Odious Obadiah

I may have mentioned that I am discovering the “classic” novels, thanks to being able to download these public domain works for free and read them on my black Kobo.

My find of the year may be the works of Anthony Trollope. I have finished his The Warden, and have just started Barchester Towers.

I love his description of the Reverend Obadiah Slope:

Mr. Slope is tall, and not ill-made. His feet and hands are large, as has ever been the case with all his family, but he has a broad chest and wide shoulders to carry off these excrescences, and on the whole his figure is good. His countenance, however, is not specially prepossessing. His hair is lank and of a dull pale reddish hue. It is always formed into three straight, lumpy masses, each brushed with admirable precision and cemented with much  grease; two of them adhere closely to the sides of his face, and the other lies at right angles above them. He  wears no whiskers, and is always punctiliously shaven. His face is nearly of the same colour as his hair, though perhaps a little redder: it is not unlike beef–beef, however, one would say, of a bad quality. His forehead is  capacious and high, but square and heavy and unpleasantly shining. His mouth is large, though his lips are thin  and bloodless; and his big, prominent, pale-brown eyes inspire anything but confidence. His nose, however, is  his redeeming feature: it is pronounced, straight and well-formed; though I myself should have liked it better  did it not possess a somewhat spongy, porous appearance, as though it had been cleverly formed out of a red-coloured cork.
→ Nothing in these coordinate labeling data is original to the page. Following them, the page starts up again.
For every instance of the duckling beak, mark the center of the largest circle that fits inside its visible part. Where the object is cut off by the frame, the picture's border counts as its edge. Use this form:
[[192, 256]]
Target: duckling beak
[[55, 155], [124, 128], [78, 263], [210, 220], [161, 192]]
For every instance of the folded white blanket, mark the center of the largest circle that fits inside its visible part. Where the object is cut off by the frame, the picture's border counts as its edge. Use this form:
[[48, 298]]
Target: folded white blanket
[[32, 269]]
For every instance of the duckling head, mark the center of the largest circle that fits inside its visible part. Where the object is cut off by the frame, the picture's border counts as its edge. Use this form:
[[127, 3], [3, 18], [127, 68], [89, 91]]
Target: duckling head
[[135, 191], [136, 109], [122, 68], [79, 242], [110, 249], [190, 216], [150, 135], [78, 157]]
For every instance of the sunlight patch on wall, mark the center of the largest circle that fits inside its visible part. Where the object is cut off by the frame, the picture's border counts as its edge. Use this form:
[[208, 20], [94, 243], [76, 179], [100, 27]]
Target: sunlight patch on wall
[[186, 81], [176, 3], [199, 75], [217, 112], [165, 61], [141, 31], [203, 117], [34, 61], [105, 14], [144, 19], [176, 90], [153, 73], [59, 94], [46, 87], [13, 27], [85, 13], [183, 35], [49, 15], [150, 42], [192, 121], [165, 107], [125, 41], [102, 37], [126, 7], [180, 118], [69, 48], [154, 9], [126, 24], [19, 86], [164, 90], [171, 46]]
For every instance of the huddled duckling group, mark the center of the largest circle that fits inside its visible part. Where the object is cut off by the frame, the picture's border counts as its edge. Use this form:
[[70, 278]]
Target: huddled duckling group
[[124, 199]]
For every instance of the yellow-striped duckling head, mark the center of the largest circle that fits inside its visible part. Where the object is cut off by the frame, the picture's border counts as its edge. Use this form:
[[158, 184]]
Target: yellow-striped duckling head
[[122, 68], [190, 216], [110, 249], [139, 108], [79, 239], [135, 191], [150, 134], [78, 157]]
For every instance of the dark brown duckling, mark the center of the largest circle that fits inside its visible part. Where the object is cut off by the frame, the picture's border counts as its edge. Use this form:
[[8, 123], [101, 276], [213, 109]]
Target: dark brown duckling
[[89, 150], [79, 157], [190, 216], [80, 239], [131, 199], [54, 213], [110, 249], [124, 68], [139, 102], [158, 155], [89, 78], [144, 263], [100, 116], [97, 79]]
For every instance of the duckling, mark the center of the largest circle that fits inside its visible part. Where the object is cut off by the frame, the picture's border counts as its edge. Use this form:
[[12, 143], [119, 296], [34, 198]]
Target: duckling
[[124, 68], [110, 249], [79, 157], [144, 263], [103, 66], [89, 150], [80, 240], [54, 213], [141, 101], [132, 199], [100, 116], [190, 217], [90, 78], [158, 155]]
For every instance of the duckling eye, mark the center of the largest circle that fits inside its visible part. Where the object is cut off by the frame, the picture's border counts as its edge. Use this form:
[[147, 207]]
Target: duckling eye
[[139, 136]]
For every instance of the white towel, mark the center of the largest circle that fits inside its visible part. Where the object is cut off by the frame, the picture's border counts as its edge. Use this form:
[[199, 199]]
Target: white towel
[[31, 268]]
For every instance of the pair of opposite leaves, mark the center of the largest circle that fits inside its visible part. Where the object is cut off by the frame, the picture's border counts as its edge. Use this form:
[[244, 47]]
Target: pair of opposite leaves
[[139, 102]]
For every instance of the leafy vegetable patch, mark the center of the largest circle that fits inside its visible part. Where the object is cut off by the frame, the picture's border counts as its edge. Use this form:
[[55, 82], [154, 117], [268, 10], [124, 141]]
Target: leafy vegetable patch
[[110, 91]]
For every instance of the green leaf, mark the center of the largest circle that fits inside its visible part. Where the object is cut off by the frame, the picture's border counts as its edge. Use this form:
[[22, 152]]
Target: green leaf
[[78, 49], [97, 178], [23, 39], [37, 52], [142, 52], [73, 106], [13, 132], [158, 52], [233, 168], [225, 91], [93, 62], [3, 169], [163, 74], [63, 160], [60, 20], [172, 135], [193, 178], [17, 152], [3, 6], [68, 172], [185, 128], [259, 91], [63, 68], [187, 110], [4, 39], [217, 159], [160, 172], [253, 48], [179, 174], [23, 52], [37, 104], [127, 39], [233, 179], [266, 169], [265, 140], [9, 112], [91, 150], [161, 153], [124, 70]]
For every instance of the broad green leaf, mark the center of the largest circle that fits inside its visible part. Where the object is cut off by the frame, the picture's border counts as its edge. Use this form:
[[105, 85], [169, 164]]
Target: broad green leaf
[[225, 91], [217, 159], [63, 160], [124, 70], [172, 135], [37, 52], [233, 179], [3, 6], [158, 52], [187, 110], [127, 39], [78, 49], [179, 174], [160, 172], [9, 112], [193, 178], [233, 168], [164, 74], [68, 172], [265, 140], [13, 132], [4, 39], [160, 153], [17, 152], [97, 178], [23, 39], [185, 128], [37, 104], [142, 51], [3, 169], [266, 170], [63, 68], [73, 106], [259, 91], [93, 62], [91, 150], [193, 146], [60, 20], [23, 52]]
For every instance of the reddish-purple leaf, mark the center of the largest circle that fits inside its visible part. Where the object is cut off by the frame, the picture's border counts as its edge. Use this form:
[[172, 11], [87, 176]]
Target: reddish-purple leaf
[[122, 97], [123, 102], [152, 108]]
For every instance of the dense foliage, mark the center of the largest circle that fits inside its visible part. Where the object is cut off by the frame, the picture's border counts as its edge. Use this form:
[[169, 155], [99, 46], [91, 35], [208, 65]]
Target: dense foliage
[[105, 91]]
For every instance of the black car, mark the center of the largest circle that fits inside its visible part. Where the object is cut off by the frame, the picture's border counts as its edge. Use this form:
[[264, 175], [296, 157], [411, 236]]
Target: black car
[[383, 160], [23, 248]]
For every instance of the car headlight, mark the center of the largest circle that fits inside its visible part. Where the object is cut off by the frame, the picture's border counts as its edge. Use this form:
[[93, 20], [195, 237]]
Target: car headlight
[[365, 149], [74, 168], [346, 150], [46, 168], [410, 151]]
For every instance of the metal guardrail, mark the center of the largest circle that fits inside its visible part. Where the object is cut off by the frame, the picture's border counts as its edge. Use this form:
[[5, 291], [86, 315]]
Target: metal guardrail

Funny how I lacked any interest in Project Gutenberg, until I could download their titles onto a portable device.

4 Comments

liberrydwarf 5 July 2010

What is it with people called Obadiah? The one in the Sharpe novels is terrible too!

Pykk 10 July 2010

I think it has something to do with the slithery sound of the vowels. There are no sharp edges in the name — oh bah dye ah — it’s all very minor humps — and then the word ‘slope’, which slips out in a single rush. So: a slithery, easy-seeming person. Similar to Uriah Heep. Same sound at the end of the main name, same number of syllables in the surname. Ewe rye ah. Heep. Oh bah dye ah. Slope. There must be a more complete explanation somewhere. Has anyone studied this?

Tom 27 July 2010

(Late response, I’ve been travelling)

I just completed the Last Chronicle of Barset, thoroughly enjoyed the lot and will embark on the Palliser books in due course. Utterly brilliant, I’m glad you like them too, he seems to be hopelessly unfashionable. The Way We Live Now is one of my favourite novels.

CW 28 July 2010

Oh, all the Obadiahs (and Uriahs) I’ve known have been absolute heels! 😛

Tom, thanks for mentioning Trollope in the first place. I’m currently reading Framley Parsonage. Fashionable or not, I’m enjoying the Barchester books a lot – kinda wishing I was just starting to read them, actually. Will look forward to the Palliser series as well.